Unrestricted Use of 2 New-Generation Drug-Eluting Stents in Patients With Acute Myocardial Infarction A Propensity Score-Matched Analysis
- Author(s)
- Kang-Yin Chen; Seung-Woon Rha; Lin Wang; Yong-Jian Li; Guang-Ping Li; Kanhaiya L. Poddar; Ji-Young Park; Cheol Ung Choi; Chang-Gyu Park; Hong Seog Seo; Dong Joo Oh; Myung Ho Jeong; Young Keun Ahn; Taek Jong Hong; Young Jo Kim; Seung Ho Hur; In Whan Seong; Jei Keon Chae; Myeong Chan Cho; Jang Ho Bae; Dong Hoon Choi; Yang Soo Jang; In Ho Chae; Chong Jin Kim; Jung Han Yoon; Wook Sung Chung; Ki Bae Seung; Seung Jung Park
- Keimyung Author(s)
- Hur, Seung Ho
- Department
- Dept. of Internal Medicine (내과학)
- Journal Title
- JACC: Cardiovascular Interventions
- Issued Date
- 2012
- Volume
- 5
- Issue
- 9
- Keyword
- acute myocardial infarction; everolimus-eluting stents; percutaneous coronary intervention; zotarolimus-eluting stents
- Abstract
- Objectives:
This study sought to compare everolimus-eluting stents (EES) with zotarolimus-eluting stents (ZES) in patients with acute myocardial infarction (AMI).
Background:
There is a paucity of data to exclusively evaluate the safety and efficacy of second-generation drug-eluting stents (DES) in the setting of AMI.
Methods:
The present study enrolled 3,309 AMI patients treated with ZES (n = 1,608) or EES (n = 1,701) in a large-scale, prospective, multicenter registry—KAMIR (Korea Acute Myocardial Infarction Registry).
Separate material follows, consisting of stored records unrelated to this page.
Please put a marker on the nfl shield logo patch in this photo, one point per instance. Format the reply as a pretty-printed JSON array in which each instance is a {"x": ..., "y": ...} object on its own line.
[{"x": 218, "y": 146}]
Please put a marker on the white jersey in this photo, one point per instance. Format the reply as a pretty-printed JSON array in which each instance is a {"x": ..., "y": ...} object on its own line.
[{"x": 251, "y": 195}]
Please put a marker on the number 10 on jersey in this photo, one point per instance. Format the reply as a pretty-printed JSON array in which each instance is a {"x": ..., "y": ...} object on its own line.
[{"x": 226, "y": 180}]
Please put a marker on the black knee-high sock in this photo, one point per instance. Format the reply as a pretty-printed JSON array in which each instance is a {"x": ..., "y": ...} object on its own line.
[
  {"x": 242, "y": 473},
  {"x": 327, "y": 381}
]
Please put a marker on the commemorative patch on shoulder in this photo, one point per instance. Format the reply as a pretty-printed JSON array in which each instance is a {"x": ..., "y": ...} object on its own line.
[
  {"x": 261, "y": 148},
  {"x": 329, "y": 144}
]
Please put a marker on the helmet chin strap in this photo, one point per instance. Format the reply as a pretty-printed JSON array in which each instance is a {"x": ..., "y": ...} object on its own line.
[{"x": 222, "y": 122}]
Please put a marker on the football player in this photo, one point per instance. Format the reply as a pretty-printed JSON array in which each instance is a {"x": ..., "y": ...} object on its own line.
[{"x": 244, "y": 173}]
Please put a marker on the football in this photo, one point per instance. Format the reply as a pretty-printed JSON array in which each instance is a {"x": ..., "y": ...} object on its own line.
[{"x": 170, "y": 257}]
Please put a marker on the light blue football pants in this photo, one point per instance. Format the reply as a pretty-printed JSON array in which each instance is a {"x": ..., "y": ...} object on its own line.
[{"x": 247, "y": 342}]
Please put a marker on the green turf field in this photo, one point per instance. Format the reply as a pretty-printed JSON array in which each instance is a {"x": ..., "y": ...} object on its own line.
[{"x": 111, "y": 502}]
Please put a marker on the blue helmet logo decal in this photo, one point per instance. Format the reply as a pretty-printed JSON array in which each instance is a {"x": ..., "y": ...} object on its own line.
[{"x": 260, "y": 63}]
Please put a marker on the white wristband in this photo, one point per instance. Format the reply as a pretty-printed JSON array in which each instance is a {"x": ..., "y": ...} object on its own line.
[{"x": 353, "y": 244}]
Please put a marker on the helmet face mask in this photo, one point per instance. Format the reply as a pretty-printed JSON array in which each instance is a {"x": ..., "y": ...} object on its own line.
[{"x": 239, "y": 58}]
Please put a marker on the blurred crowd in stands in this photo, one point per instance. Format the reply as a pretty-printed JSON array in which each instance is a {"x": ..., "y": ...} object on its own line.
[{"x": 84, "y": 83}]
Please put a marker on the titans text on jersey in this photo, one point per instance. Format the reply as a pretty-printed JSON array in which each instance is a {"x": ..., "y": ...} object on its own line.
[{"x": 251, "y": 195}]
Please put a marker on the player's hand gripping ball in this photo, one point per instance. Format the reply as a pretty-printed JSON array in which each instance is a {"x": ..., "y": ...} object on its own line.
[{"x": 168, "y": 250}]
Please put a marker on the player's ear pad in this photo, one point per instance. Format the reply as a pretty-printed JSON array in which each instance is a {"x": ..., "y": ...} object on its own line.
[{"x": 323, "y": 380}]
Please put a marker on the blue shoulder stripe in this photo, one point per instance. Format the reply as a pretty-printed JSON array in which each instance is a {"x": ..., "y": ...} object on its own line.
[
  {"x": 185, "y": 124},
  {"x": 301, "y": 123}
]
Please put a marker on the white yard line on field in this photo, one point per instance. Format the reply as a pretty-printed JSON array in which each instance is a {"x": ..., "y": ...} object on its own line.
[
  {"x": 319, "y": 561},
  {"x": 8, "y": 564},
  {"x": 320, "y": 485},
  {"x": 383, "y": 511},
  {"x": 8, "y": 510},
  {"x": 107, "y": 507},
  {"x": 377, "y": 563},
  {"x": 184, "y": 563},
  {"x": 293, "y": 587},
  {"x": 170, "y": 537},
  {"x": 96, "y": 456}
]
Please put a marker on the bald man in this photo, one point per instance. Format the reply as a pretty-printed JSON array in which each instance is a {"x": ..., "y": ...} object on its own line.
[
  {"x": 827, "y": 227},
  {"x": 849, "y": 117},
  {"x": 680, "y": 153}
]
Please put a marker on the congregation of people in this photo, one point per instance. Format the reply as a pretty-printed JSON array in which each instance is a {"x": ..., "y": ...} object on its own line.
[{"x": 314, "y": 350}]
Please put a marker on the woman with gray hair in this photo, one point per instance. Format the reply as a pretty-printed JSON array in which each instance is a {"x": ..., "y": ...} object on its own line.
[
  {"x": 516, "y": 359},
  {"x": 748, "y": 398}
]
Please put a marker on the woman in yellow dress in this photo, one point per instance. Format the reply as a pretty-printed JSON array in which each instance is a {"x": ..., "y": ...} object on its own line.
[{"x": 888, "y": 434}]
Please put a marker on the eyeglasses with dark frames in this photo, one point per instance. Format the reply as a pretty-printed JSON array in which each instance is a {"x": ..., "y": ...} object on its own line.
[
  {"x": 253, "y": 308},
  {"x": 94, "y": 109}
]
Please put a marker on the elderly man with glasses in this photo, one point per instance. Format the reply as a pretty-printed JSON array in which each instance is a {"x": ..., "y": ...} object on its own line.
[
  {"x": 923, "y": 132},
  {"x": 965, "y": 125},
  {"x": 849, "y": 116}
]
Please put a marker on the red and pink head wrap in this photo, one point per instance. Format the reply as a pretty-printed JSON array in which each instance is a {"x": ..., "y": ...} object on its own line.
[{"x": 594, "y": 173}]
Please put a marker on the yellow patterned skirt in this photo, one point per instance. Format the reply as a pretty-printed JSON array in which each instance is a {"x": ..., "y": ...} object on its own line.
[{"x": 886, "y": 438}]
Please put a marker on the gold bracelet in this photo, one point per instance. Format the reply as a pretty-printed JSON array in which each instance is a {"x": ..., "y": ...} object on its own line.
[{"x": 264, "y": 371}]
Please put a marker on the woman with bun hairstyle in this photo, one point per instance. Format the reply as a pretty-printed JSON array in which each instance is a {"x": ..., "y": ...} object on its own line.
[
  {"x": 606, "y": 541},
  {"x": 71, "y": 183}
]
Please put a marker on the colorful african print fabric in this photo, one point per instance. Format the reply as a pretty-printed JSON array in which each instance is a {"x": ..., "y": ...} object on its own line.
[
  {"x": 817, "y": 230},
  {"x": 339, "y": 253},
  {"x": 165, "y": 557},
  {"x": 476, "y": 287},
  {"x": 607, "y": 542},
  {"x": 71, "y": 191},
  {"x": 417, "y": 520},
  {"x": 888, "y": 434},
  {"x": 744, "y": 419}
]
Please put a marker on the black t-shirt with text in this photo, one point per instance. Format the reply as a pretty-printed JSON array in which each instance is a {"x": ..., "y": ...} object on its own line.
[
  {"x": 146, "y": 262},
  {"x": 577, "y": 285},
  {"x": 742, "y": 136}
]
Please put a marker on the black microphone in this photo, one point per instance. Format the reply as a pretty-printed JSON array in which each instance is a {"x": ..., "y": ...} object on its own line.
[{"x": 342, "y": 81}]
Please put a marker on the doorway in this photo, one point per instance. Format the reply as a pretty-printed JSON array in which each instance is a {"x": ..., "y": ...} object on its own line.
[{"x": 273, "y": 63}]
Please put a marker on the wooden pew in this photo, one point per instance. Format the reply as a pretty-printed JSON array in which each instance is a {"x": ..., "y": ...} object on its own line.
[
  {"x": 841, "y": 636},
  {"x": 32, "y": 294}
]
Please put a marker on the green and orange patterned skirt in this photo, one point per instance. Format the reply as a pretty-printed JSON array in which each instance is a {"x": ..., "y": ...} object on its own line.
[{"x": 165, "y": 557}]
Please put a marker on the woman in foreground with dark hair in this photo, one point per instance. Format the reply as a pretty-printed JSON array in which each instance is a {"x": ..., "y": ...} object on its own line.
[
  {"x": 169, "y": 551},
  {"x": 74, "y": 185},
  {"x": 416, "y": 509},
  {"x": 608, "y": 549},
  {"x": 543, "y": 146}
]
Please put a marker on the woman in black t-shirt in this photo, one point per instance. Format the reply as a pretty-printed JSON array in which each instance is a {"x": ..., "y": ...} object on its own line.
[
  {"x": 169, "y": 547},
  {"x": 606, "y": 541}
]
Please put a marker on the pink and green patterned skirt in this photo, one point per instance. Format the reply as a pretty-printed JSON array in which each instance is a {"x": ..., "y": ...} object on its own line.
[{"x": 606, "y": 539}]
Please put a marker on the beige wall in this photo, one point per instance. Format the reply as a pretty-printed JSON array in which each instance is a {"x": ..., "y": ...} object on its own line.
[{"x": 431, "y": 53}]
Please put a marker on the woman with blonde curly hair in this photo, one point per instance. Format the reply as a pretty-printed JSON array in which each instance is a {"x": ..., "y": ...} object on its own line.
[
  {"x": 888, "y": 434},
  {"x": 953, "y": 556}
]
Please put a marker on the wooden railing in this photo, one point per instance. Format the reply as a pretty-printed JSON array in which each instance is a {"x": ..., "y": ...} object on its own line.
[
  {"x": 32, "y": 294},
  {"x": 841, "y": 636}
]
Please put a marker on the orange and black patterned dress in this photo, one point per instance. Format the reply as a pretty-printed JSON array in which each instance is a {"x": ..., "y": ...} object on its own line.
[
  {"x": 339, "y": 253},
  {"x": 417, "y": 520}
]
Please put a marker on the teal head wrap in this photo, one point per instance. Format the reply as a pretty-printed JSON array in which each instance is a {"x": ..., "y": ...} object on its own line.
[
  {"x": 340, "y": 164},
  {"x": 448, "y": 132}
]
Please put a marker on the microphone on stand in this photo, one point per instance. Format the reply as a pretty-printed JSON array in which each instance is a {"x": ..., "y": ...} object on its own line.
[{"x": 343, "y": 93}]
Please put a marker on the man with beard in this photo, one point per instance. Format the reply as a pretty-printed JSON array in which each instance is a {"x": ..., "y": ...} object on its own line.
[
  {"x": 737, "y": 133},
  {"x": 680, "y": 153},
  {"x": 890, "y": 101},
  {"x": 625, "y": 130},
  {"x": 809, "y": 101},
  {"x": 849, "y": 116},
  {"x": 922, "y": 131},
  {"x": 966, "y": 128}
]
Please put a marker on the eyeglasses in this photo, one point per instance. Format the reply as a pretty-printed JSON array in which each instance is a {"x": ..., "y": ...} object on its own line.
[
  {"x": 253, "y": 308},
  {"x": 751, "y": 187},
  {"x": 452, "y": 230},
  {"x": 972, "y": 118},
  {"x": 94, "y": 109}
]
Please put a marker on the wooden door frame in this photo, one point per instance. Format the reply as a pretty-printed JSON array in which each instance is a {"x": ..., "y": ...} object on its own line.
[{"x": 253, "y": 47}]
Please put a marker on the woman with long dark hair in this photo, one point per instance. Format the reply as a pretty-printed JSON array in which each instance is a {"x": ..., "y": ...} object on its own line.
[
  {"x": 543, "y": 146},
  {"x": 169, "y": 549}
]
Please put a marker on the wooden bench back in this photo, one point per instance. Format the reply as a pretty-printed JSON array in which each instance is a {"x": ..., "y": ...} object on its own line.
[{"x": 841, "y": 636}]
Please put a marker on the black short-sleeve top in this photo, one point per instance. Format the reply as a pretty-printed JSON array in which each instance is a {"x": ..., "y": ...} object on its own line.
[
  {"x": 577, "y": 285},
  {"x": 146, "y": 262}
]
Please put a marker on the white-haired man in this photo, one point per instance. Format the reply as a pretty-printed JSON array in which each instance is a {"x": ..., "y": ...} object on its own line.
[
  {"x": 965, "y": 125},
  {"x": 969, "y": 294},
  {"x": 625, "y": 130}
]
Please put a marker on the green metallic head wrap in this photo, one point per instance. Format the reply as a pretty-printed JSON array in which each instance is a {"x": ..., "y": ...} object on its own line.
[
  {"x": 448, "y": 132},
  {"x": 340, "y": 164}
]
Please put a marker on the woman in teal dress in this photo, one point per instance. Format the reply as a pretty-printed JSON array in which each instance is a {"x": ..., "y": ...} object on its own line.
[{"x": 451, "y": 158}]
Propensity score matching was applied to adjust for differences in baseline clinical and angiographic characteristics, producing a total of 2,646 patients (1,343 receiving ZES, and 1,343 receiving EES). Target lesion failure (TLF) was defined as the composite of cardiac death, recurrent nonfatal myocardial infarction, or target lesion revascularization. Major clinical outcomes at 1 year were compared between the 2 propensity score-matched groups.
Results:
After propensity score matching, baseline clinical and angiographic characteristics were similar between the 2 groups. Clinical outcomes of the propensity score-matched patients showed that, despite similar incidences of recurrent nonfatal myocardial infarction and in-hospital and 1-year mortality, patients in the EES group had significantly lower rates of TLF (6.5% vs. 8.7%, p = 0.029) and probable or definite stent thrombosis (0.3% vs. 1.6%, p < 0.001), compared with those in the ZES group. Furthermore, there was a numerically lower rate of target lesion revascularization (1.2% vs. 2.2%, p = 0.051) in the EES group than in the ZES group.
Conclusions:
In this propensity-matched comparison, EES seems to be superior to ZES in reducing TLF and stent thrombosis in patients with AMI.